Florida’s Hurricane Ian claims at $1.6B — and counting
Areas slammed by Hurricane Ian have been described as like a 'war zone.'

APTOPIX Tropical Weather Florida
More than 35,500 claims worth nearly $168M were filed in the last 24 hours.

Less than a week after Hurricane Ian slammed into Southwest Florida, insurers have reported receiving 222,261 claims worth more than $1.6 billion in losses. That number will grow in the weeks and months ahead, bludgeoning an already fragile property insurance market.

The latest data from the Office of Insurance Regulation show 74% of the claims, 165,008, are for residential property, and 136,465 of those are typical residential policies.

Another 3,249 claims are for commercial property. Much of the rest of the claims, 53,251, are for auto policies, crop insurance or industrial policies.

The numbers do not include homes covered by the National Flood Insurance Program, a federal government plan, but do reflect 719 private flood claims have been filed.

Insurers are required to make daily reports to the OIR for another week. Monday’s numbers rose by nearly $168 million over the last 24 hours.

Ian is already more costly in Florida than Hurricane Matthew, a powerful 2016 storm that at one point appeared headed for the east coast of Florida before turning north, skirting the Sunshine State’s coast. Matthew spurred 119,345 claims and is worth an estimated $1.18 billion.

Hurricane Michael, which battered Panama City and surrounding Panhandle areas as a Category 5 storm in 2018, led to 158,991 claims and $9.13 billion in insured losses. Hurricane Irma hit Florida as a Category 3 storm, traveling up the Gulf Coast and resulting in more than 1.1 million claims and nearly $20.7 billion in insured damages.

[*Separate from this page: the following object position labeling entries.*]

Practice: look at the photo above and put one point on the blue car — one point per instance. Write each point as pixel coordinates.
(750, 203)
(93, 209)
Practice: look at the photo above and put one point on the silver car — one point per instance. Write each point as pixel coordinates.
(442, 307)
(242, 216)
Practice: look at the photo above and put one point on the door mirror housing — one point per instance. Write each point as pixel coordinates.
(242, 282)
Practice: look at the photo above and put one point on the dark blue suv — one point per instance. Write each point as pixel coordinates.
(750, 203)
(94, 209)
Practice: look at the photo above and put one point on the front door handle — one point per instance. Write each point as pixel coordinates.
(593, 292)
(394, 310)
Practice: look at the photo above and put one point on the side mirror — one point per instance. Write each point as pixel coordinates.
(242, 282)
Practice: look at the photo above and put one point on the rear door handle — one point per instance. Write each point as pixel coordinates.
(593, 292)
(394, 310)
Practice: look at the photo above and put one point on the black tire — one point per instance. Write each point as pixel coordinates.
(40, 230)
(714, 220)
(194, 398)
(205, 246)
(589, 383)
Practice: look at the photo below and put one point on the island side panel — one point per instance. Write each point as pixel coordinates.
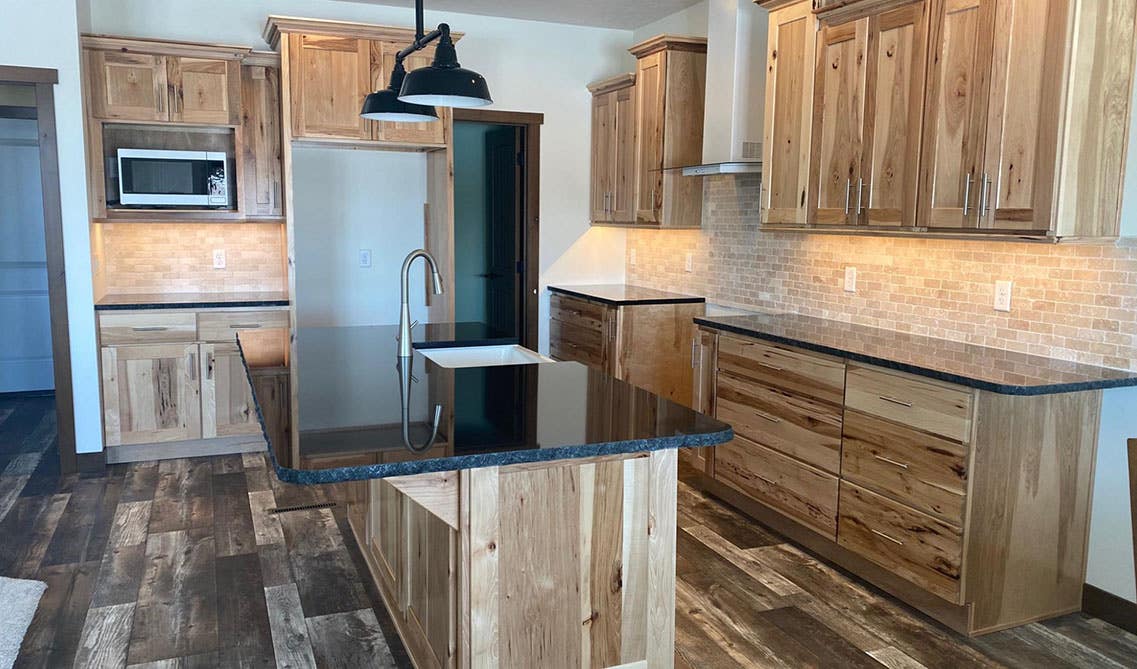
(570, 563)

So far, insurers have closed 1,701 claims with a payment and 820 claims without a payment. About 2.7% of all claims have been closed to date.

Ian’s cost will grow as more homeowners return and assess the damage, and will further burden a private insurance industry in Florida that saw six bankruptcies in the first nine months of the year. Other companies have either stopped writing new policies or even canceled existing policies, and many have received double-digit rate increases from OIR.

Gov. Ron DeSantis and lawmakers reacted by setting up a $2 billion reinsurance fund for troubled insurers, but ratings agency Demotech threatened to downgrade 17 insurers before backing off. OIR set up a temporary program to use the surplus of state-run Citizens Property Insurance as a backstop for failed companies, above the $300,000 cap the Florida Insurance Guaranty Association has on the claims of any liquidated firm.